Cabbage: I prefer to buy the cheapest, usually white cabbage but sometimes cauliflower is on sale. They taste about the same, but behave slightly differently while cooking (cauliflower is slower to compress). I have not tried the more exotic varieties. Cabbage typically currently varies between about $0.80 and $1.40 so this would cost somewhere around 4 or 5 dollars.

Water: I prefer bought water to avoid chloramines. The latest water was $1.49 per gallon + crv.

Beef bouillon: Herb ox is my favorite, and typically goes 1 cube per mug of water. This is cheap, a can of few dollars lasts over multiple soups. This also stores well for a Doomsday larder.

Salt: I like cheap iodized salt, but about any other salt will do. This is not some weird ritual.

Optional onion: yellow or white, whichever is on sale. One is enough, but if you like onions, go for it. Onion soups can be tasty, too.

Optional black pepper: I prefer freshly ground for the taste, others prefer whole peppers, while some prefer no peppers.

Cooking:

0. Take a really big pot with a lid and pour a quart of water in it. Add the bouillon cubes

1a. Green cabbage: Take the cabbage and peel the wilting and or dirty surface leaves and toss them to garbage, rip the remaining leaves into the pot with water and bouillon cubes, tear the soft part of the core into the pot and toss the hard stem into garbage. The pot should be mostly full of cabbage with water in the bottom.

or:

1b. Cauliflower: I prefer the ones that come in plastic bags, but event those should be rinsed for dirt and other nasties. Check the florets for possible wilting or moldy bits and toss those into garbage, toss the good florets into the pot with water and bouillon cubes, tear the soft part of the core into the pot and toss the hard stem into garbage.

(2a. If you are adding onion(s), peel them, toss the wilting and or dirty outer peels into garbage and cut the fresh parts into the pot. Not the hard stem, which goes to garbage.)

2. Rinse the meat (with or without bones) and put it into the pot. It can stay on the top of the cabbages at the beginning.

3. Sprinkle a heaping teaspoonful of salt onto the meat and cabbages.

(3b. Grind the black pepper on the meat and cabbages or drop a few peppercorns in the mix.)

4. Cover with the lid and bring the pot to boil. Remember that only the water, somewhere below the cabbages and meat, boils.

5. Let the soup simmer at low heat until cabbages compress to the water level, mix the meat with the cabbages and continue slow boil until the meat separates from bones and can be eaten with spoon. Remember to keep the lid on! If you use lamb’s necks, the soup is ready when the vertebrae separate from each other. This will usually take a couple of hours which can be spent doing something else.

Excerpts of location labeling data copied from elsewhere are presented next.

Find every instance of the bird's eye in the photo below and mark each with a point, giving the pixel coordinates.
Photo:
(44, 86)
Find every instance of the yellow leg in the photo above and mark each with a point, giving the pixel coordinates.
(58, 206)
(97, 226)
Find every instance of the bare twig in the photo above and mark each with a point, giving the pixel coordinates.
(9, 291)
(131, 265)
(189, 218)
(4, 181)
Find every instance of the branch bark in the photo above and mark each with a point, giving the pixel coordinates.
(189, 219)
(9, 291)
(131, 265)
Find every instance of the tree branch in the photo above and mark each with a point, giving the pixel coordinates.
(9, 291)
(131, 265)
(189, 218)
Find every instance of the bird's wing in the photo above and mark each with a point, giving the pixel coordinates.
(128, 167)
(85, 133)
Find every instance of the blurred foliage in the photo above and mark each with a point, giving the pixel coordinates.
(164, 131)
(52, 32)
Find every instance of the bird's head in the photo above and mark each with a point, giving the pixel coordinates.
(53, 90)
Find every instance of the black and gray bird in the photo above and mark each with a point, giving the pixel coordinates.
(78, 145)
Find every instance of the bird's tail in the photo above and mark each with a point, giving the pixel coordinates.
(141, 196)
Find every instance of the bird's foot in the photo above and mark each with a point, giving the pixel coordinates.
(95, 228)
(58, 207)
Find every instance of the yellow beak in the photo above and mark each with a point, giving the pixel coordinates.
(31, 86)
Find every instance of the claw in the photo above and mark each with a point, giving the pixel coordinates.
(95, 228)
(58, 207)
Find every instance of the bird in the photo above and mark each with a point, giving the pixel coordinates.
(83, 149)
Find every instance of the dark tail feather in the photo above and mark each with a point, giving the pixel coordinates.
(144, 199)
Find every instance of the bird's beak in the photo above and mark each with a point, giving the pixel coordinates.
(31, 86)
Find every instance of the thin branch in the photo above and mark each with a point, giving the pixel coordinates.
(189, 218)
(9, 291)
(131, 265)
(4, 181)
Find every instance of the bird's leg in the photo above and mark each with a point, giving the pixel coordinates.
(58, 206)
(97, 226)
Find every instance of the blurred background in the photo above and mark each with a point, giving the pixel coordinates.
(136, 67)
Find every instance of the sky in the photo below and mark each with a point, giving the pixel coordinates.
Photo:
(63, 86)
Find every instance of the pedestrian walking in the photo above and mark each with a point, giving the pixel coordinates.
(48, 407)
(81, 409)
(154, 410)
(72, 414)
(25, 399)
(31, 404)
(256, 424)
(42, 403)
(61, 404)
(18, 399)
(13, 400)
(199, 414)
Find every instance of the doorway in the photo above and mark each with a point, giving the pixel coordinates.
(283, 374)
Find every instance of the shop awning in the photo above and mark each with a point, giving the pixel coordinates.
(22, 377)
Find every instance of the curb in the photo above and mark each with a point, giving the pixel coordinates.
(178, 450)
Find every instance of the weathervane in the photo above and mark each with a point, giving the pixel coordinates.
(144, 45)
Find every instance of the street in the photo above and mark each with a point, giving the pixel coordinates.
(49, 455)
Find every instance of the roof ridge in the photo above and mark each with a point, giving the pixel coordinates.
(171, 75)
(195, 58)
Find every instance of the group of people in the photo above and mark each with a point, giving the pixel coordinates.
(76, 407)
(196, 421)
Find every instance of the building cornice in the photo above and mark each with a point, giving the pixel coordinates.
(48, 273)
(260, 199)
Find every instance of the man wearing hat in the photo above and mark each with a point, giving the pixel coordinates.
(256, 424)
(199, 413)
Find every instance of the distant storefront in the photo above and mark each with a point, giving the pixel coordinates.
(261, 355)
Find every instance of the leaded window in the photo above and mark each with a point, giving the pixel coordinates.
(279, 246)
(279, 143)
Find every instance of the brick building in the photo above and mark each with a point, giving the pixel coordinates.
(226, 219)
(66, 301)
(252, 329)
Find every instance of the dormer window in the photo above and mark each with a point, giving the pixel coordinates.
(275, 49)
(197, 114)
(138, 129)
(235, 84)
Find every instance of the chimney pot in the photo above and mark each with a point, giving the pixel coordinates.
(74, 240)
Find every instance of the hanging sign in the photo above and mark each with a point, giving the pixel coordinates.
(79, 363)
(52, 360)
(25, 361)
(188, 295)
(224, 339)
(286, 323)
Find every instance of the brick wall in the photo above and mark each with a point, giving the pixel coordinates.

6, When the bones separate, turn the heat off, allow the pot to cool and enjoy the soup. If you kept the lid on, the water did not evaporate burning the soup.

This recipe has typically given me three or four meals. Unless I forget to eat it before it went bad.

The cost estimate for a potful is about 15 – 20$ depending on the price of meat and cabbages and if the other ingredients were already at hand or needed to be obtained or replenished (the biggest initial investment is the pot with a lid, but that can be used for other recipes, as can be the water, salt, peppers and bouillon.)